I feel my son is about 80-90% honest overall.  The homework and tooth brushing lies we won't even enter.  I am shocked that parents tell me their kids don't talk to them.  Mine talks constantly to me, about me, with me.  He hates me and he loves me just like a good teenager should....tonight he asked me how to figure out who he is.  This is what I see hiding inside his shell;

a boy who is

Smart
Funny
Indomitable (most of the time)
Handsome
Strong
Loving
Giving
Caring
Seeking
Strong sense of fairness
Loves his cat
Enjoy's bible devotion
Loves Halloween
Loves giving gifts to make people smile
Loves his cat
Has a good moral compass

Tuesday, November 5, 2013

International fun

We recently went to Toronto for a rugby match.  The Maori All Blacks vs Toronto.  Going in to Ontario we were asked

  1. how many are you
  2. why are you coming to canada
  3. where are you going
  4. where are you staying
  5. how long will you be here
  6. do you have any fire arms
I was sitting in the back seat and we were not asked to lower the window.  We were not asked if we had any food products. We were there for part of 4 days and 3 nights.  They rugby match was awesome, NZ won 40-15.

While there we purchased candy, milk in a bag, cheese, bran cereal, fibre bars, whipped honey, and maple syrup.
The guard asked us coming back to 
  1. lower the back window
  2. why were you in canada
  3. how long were you there
  4. what did you bring back
  5. what kind of snacks
  6. doesn't your son have a passport
  7. why didnt you just bring the expired passport for him it would have been easier to read than this birth certificate and student id
  8. what else did you bring back
  9. i can't understand the lady what is she saying
  10. what kind of groceries 
The guard's tone was totally rude and dismissive.  This happens EVERY single time we or anyone we know has crossed the border into Canada.  It's much more peaceful to enter Canada from the US.  The return trip is a nightmare because you never know what to expect as far as stupid questions.  

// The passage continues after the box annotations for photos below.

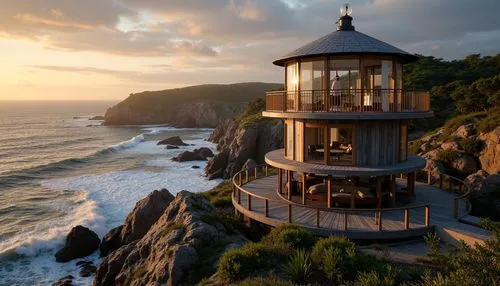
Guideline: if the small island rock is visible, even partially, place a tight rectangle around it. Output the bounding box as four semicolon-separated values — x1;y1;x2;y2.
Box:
158;136;188;146
55;225;100;262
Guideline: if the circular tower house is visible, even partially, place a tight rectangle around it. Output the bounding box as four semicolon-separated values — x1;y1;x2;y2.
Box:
233;7;433;239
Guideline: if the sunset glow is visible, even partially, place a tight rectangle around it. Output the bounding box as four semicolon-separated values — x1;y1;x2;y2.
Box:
0;0;500;100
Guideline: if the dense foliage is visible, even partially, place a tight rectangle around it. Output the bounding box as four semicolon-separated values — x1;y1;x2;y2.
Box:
404;54;500;130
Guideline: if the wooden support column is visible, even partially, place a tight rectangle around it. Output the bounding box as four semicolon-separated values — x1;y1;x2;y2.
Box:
302;173;306;205
327;175;332;208
351;182;356;209
389;175;396;208
377;177;382;209
278;169;283;194
286;170;292;201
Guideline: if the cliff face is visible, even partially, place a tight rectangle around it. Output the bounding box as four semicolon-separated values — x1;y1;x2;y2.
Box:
205;119;284;179
94;190;247;286
104;83;282;128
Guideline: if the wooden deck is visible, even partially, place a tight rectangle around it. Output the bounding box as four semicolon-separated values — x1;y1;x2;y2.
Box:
233;173;488;240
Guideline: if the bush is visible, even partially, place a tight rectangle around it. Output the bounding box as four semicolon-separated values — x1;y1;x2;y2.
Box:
458;136;483;154
477;107;500;133
311;236;358;283
436;150;458;164
263;224;316;250
410;140;425;154
217;243;284;281
285;249;312;284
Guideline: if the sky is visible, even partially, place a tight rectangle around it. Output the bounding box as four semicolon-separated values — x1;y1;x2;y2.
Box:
0;0;500;100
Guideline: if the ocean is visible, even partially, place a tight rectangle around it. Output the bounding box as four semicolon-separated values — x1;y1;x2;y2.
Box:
0;101;220;285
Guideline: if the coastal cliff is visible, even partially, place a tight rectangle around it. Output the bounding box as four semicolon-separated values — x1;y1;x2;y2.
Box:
104;83;282;128
94;190;247;286
205;99;284;179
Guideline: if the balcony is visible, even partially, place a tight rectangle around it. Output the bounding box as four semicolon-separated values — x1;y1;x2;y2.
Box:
266;89;430;113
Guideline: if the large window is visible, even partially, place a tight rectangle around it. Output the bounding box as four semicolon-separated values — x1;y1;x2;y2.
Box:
285;120;294;159
399;122;408;161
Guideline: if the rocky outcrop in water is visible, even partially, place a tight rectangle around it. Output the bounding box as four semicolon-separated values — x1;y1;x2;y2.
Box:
205;119;283;179
156;136;188;147
100;189;174;256
55;225;100;262
94;191;246;286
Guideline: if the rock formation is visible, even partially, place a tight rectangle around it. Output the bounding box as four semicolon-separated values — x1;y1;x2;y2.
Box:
205;119;283;179
94;191;246;286
100;189;174;256
55;225;100;262
157;136;188;145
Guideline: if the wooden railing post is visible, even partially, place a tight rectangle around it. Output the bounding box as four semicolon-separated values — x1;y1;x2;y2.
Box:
344;211;347;231
264;199;269;217
453;199;459;218
316;209;320;228
378;210;382;231
405;209;410;230
425;206;431;227
288;204;292;223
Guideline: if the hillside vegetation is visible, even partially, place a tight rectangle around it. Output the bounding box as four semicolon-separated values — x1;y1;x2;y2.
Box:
104;83;283;127
404;54;500;131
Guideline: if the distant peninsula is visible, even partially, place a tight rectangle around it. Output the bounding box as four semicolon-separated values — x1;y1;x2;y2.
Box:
104;82;283;128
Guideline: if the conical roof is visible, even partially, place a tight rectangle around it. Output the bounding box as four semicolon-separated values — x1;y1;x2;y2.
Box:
274;16;418;66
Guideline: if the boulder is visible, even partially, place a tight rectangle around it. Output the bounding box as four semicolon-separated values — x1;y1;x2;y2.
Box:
471;175;500;221
205;149;229;180
52;275;74;286
242;159;257;170
479;127;500;175
453;123;476;138
464;170;488;191
193;147;214;160
450;154;479;176
441;142;460;151
101;189;174;256
55;225;100;262
94;191;247;286
157;136;188;146
172;151;207;162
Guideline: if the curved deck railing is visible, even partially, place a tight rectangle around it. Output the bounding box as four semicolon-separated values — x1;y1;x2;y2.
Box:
418;170;472;218
232;165;430;231
266;89;430;112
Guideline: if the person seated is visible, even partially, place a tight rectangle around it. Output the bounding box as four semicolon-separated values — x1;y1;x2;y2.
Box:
340;144;352;154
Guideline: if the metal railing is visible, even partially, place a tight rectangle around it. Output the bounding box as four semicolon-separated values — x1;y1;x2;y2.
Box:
266;89;430;112
233;165;431;231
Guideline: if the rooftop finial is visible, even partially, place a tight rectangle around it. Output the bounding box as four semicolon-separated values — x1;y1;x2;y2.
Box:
337;3;354;31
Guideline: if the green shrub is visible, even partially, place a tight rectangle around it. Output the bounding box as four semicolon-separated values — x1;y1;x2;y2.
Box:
217;243;284;281
263;224;316;250
410;140;424;154
477;107;500;133
436;150;458;164
458;136;483;154
285;249;312;285
444;112;487;137
354;268;399;286
311;236;358;283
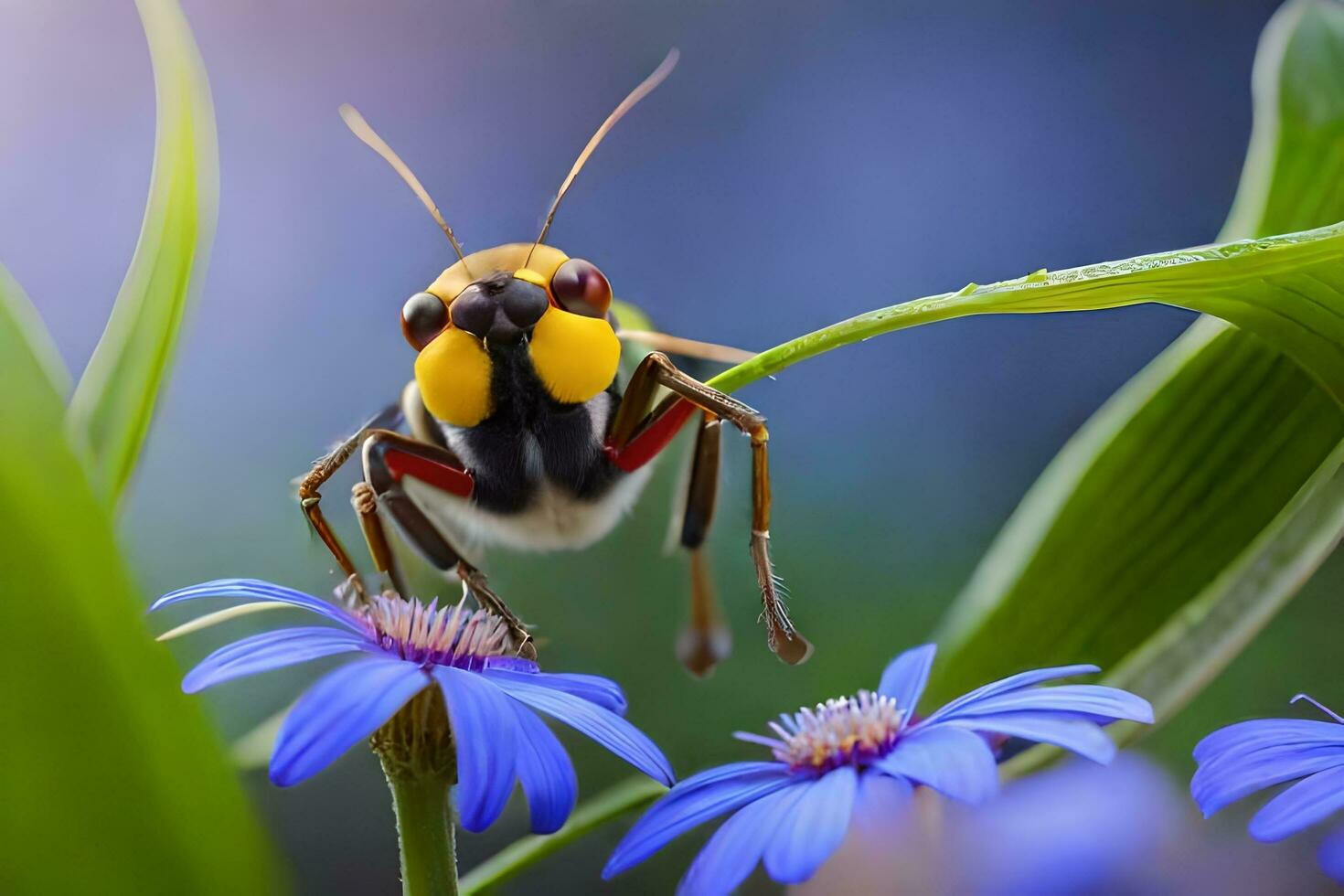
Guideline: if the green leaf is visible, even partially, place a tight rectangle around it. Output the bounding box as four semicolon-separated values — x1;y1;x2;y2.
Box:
464;0;1344;887
458;775;668;896
709;223;1344;403
0;264;69;395
932;0;1344;720
69;0;219;501
0;270;278;893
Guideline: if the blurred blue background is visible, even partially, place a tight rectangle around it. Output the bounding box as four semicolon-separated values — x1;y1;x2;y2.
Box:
0;0;1344;892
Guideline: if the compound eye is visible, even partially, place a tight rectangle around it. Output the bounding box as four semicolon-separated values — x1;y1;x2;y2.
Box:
551;258;612;317
402;293;448;352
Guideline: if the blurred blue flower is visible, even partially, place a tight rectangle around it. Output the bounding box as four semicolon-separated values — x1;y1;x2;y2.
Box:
149;579;673;833
603;645;1153;893
1189;693;1344;884
797;753;1182;896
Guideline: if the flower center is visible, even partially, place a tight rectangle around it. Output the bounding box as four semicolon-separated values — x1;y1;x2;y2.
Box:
358;591;526;669
738;690;904;771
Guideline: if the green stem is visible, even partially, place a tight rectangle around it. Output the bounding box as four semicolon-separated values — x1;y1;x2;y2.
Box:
383;763;457;896
463;775;668;896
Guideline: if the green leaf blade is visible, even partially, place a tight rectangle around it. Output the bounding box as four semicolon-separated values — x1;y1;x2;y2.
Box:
933;0;1344;731
0;270;280;895
69;0;219;501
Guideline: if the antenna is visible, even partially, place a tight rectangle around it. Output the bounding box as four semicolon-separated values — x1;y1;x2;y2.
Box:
523;48;681;266
338;102;472;270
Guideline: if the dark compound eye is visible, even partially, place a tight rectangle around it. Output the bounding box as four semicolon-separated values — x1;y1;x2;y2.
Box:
551;258;612;317
402;293;448;352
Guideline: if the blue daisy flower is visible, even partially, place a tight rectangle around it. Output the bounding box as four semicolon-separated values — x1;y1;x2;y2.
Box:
1189;693;1344;884
603;645;1153;893
149;579;673;833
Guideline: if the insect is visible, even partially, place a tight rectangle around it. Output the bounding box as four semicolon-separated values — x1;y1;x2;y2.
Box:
298;49;812;675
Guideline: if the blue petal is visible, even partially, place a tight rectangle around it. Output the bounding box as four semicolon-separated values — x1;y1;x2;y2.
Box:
1316;827;1344;884
1195;719;1344;762
764;765;859;884
491;675;676;786
874;725;998;804
1250;768;1344;842
1189;743;1344;818
432;667;518;831
181;626;368;693
878;644;938;720
509;701;580;834
603;762;798;880
924;665;1101;721
940;685;1153;724
852;768;914;841
149;579;368;634
937;712;1115;765
270;656;429;787
676;784;807;896
483;667;626;716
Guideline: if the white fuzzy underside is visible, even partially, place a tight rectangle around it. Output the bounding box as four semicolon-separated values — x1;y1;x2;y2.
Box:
402;464;653;553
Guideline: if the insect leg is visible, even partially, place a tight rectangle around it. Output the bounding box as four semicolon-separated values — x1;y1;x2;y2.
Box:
606;352;812;664
363;430;537;659
298;404;402;599
677;414;732;676
349;482;410;595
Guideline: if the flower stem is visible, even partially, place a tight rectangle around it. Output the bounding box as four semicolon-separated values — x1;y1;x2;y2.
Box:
383;762;457;896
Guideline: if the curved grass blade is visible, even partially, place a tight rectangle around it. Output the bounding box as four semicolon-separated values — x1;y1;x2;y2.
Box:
0;264;69;395
933;0;1344;731
0;265;278;895
709;223;1344;403
69;0;219;501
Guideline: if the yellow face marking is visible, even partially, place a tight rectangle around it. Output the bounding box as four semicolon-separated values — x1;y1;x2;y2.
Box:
415;326;495;427
514;267;551;295
529;308;621;410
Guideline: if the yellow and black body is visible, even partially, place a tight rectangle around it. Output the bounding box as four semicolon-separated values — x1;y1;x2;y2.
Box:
300;52;810;675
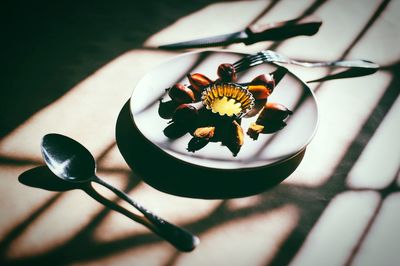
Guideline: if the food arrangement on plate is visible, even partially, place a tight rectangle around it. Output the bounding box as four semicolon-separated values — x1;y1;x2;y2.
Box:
159;63;292;156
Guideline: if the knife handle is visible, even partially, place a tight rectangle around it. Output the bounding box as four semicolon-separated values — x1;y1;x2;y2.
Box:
245;15;322;44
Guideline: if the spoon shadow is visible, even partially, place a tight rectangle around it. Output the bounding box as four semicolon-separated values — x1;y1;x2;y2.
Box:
18;166;151;229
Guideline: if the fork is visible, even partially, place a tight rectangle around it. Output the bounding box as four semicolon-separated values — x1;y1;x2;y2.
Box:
233;50;379;72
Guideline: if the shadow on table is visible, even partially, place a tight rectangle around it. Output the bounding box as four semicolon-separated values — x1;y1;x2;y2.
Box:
116;101;305;199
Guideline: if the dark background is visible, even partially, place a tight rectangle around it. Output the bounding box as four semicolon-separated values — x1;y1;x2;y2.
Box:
0;0;219;138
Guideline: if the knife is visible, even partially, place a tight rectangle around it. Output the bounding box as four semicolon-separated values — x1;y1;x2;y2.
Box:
158;15;322;50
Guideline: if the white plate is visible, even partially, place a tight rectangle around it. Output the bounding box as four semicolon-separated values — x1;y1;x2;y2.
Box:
130;51;318;170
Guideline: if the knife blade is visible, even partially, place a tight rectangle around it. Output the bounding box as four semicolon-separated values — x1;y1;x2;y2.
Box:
158;15;322;50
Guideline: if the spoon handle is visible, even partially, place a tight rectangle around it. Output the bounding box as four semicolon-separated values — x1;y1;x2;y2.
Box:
92;176;200;251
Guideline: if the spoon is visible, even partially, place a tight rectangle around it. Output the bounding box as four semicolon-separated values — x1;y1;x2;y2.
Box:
41;134;200;251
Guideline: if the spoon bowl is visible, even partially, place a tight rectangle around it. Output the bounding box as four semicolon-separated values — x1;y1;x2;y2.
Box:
41;134;96;183
41;134;200;251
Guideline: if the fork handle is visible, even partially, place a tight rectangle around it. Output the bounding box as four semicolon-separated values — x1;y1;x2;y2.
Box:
290;60;379;69
245;15;322;44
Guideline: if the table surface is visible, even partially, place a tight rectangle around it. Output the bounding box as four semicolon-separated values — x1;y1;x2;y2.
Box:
0;0;400;265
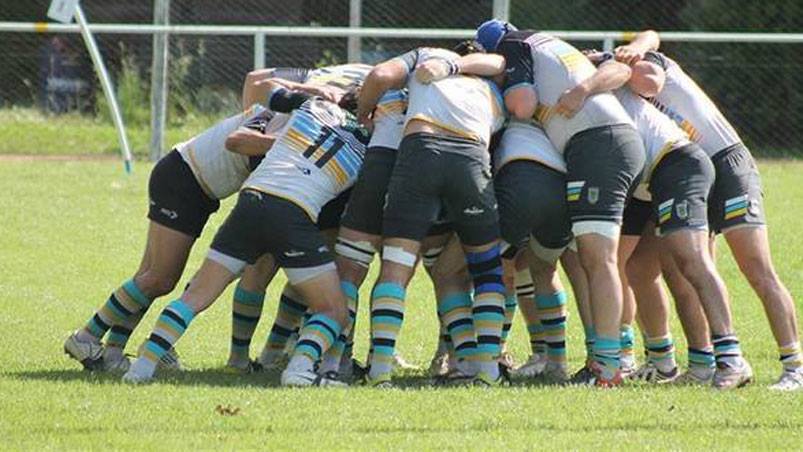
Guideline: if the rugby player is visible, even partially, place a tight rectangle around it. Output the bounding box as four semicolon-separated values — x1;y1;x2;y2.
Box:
123;77;367;386
616;31;803;390
493;120;572;382
64;65;320;371
358;48;505;386
591;53;753;389
476;20;645;386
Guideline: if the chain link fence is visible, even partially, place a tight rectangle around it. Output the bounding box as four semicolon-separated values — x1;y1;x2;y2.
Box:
0;0;803;156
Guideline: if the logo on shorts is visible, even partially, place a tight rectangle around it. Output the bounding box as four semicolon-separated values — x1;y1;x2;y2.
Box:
566;180;586;202
725;195;751;220
658;198;675;224
159;207;178;220
588;187;599;204
675;201;689;220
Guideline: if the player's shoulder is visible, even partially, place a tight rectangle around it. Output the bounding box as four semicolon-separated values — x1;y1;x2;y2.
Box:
644;50;677;71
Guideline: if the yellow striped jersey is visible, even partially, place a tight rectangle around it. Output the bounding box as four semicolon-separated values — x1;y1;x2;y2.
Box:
497;30;631;153
644;52;742;157
243;97;368;221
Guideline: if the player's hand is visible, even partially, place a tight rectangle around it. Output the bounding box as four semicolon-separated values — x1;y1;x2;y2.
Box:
309;85;345;104
415;58;451;85
613;44;646;66
554;85;588;118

I find it a joke that so many people in Detroit are losing their pensions, they could hold those jobs and be pleasant doing it.  The ideal situation would be to have actual soldiers at the border.  There are so many returning vets or unemployed vets who would do a much more competent job at both the border and in airports as TSA officials.  I think the more that the US tries to crack down on all the "trafficking", "terrorism" and moronic rules about processed food, the worse the situation will get.  The easiest and most sure way to get a child to do the wrong thing is to tell it not to do that.  The child then wants to push the boundaries.  At least my inner child does.  

I'm probably not the best example of a Mom, my son pushes boundaries too, but darn it; we think for ourselves and draw our own conclusions.  

Please don't tell me I can't bring back milk in a bag....i will find a way.